Greece‘s Alpha Bank will sell a 10.8 billion euro ($13.09 billion) portfolio of impaired loans and 80% of loan services provider Cepal Holdings to U.S. fund Davidson Kempner under a definitive agreement it announced on Monday.
The sale of the portfolio, known as Galaxy, will be the second-largest rated securitisation of non-performing exposures (NPEs) in Europe after Monte dei Paschi’s Sienna project, it said.
The deal is expected to reduce Alpha Bank’s NPE and NPL ratios in Greece to 24% and 13% respectively from 43% and 29% in September 2020.
Reuters had exclusively reported that Alpha Bank had selected Davidson Kempner as its preferred bidder in November last year.
The deal involves Alpha selling 51% of the mezzanine and junior securitisation notes of the 10.8 billion euro NPE portfolio along with 80% of loan servicing subsidiary Cepal Holdings.
“This is a turning point for our bank as we are making a decisive step in dealing conclusively with the legacy asset quality issues from the long-lasting recession in Greece,” Alpha CEO Vassilis Psaltis said in a statement.
“In spite of the unprecedented conditions we experienced due to COVID-19, we are proud to have managed to sign such a complex transaction in just eight months from launch,” he said.
The deal puts Cepal’s enterprise value at 267 million euros, with Alpha having further upside through an earn-out of up to 68 million linked to the achievement of certain targets, the bank said.

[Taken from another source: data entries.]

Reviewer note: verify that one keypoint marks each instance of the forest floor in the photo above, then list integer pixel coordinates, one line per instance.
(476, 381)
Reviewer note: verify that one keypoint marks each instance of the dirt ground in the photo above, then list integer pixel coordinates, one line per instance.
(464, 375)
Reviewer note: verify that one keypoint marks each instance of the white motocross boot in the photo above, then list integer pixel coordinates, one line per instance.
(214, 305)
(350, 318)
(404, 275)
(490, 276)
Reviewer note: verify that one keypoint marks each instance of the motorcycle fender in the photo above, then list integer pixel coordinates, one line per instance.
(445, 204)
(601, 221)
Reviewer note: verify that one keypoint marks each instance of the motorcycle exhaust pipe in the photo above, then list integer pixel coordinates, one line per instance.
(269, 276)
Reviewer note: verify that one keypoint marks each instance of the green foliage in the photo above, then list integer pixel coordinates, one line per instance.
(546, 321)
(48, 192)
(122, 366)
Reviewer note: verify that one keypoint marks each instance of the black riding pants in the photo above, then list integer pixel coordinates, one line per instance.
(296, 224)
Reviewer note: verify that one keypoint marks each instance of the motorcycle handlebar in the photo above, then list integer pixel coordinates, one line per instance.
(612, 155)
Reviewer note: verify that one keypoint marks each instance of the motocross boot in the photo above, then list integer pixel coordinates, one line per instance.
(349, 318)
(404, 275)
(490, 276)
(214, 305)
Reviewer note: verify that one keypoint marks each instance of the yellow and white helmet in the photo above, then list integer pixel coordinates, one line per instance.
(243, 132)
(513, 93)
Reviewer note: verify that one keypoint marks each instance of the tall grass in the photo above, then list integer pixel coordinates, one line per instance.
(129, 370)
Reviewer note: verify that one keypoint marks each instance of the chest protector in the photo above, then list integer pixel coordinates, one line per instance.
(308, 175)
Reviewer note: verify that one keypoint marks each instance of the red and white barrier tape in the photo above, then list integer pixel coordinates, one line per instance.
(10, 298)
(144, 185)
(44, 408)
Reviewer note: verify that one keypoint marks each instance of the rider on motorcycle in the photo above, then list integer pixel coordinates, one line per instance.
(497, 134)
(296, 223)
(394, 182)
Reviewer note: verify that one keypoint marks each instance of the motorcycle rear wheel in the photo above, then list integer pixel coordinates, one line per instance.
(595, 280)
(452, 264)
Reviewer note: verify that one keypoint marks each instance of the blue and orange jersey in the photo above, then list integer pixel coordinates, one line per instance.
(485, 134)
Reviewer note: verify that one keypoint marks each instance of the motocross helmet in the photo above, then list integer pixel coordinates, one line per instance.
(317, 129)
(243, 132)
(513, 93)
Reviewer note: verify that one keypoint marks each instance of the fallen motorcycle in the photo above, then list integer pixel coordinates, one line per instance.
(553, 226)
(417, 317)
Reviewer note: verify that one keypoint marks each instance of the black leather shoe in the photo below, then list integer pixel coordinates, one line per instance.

It said the mezzanine and junior securitisation notes will be sold to an entity managed and advised by Davidson Kempner for cash, at an aggregate valuation for 100% of those notes of 40 million euros.
Total proceeds for Alpha Bank, including the senior notes and the sale price of the mezzanine and junior notes, correspond to about 35% of the portfolio’s total gross book value.
The sale is expected to close in the second quarter, subject to regulatory approvals. Deutsche Bank was Alpha Bank’s lead financial adviser.